The Growing Importance of Infrastructure Investment
Infrastructure investment in private markets is gaining momentum. This sector, once dominated by public spending, is increasingly attracting private capital. BlackRock’s pivot towards infrastructure investment is a reflection of a broader market trend, one with potentially substantial returns and societal impact. “Infrastructure is one of the most exciting long-term investment opportunities, as a number of structural shifts re-shape the global economy,” said Larry Fink in press coverage of the GIP deal.
The infrastructure sector, especially in emerging economies, could see a surge in investment, driven by the need for sustainable development and technological advancement. McKinsey estimates that to keep pace with global growth, the world needs to invest about $3.3 trillion annually in infrastructure through 2030. Projects in renewable energy, sustainable transportation, and digital infrastructure could be promising, offering potentially stable, long-term returns. These sectors also align with a growing emphasis on ESG goals.
Can private markets fill a $15 trillion funding gap?

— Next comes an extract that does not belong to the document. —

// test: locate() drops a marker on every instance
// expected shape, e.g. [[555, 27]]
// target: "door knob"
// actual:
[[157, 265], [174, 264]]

Private markets could play a key role in bridging the gap in infrastructure financing. Public funds alone are insufficient to meet the global demand for new and upgraded infrastructure. In fact, the Global Infrastructure Hub estimates a $15 trillion funding gap by 2040. Here, firms like BlackRock could step in, offering the necessary capital and expertise. This shift could offer a win-win, providing investors with profitable opportunities while contributing to global economic growth and sustainability.
As the world pivots towards sustainable development, infrastructure could emerge as a key sector in the private market. This trend is not just a reflection of market dynamics but also an indicator of the changing face of global investment strategies, where profitability aligns with purpose.